Предстоял день, заполненный подготовкой к заседанию. В мыслях всплыл необычный звонок епископа про русского с предложением. Отлично, что у церкви появились средства — на совете новость произведет хорошее впечатление. Ведь главной заботой председателя являлся поиск денег на проекты. Забавно будет присутствие Ритвы: посмотрит, как идет обсуждение. Люди приходят с разным: кто с заботой о детях Сомали, кто с желанием потешить эго. Каждого надо выслушать, дать дискуссии отстояться, перевести ее в практическое русло, нащупать консенсус, выбрать решения. Уве любил и одновременно ненавидел бюрократический процесс с неизбежными формальностями и процедурами. Нет, он понимал, что в Швеции так дела и делаются, но его именно дела интересовали, а не суета вокруг них. Troubles always troubles — черт бы взял бесконечные проблемы. Но пока еще есть несколько минут, чтобы постоять под струями, смакуя, как вода смывает и пот, и заботы.
Ритва только делала вид, что еще спит. Она и не засыпала толком, так ныряла в дрему и выныривала рядом с партнером. Видимо, феромоны в тесных объятьях действуют сильнее, и сексуальное влечение даже после двух соитий не давало забыться остаток ночи.
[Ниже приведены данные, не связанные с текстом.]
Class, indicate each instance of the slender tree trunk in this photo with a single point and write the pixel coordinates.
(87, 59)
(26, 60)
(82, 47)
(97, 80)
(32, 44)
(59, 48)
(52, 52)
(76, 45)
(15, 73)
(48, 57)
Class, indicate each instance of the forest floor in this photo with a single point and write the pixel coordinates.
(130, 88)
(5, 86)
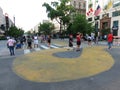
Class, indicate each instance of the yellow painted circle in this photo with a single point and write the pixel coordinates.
(44, 67)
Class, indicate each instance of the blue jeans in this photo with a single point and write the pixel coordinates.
(11, 49)
(109, 45)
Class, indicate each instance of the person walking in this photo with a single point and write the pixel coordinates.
(49, 40)
(70, 41)
(110, 40)
(35, 41)
(78, 38)
(11, 44)
(29, 42)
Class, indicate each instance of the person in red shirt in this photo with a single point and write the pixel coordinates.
(110, 40)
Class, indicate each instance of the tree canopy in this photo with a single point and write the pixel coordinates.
(14, 32)
(46, 28)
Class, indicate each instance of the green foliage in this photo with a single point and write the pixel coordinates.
(60, 11)
(80, 24)
(14, 32)
(46, 28)
(105, 31)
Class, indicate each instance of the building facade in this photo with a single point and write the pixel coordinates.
(108, 19)
(5, 21)
(79, 5)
Женщина слушала, как мужчина дышит, смотрела на безмятежное лицо в полутьме, почувствовала, как тот проснулся утром. Не зная, как поступить, а такое случалось редко, девушка не открыла глаза и дождалась, пока мужчина скрылся в душе. Собирала силы, чтобы улыбаться ему за утренним кофе, а потом бежать докладывать в СЭПО. Внезапный моральный конфликт портил радостное впечатление от секса. «И почему я влюбляюсь»? — задалась Ритва извечным женским вопросом. Мозг молчал, ибо ответ нельзя перевести на язык слов. Первая сигнальная система разомкнулась со второй. Самка проснулась в теле женщины.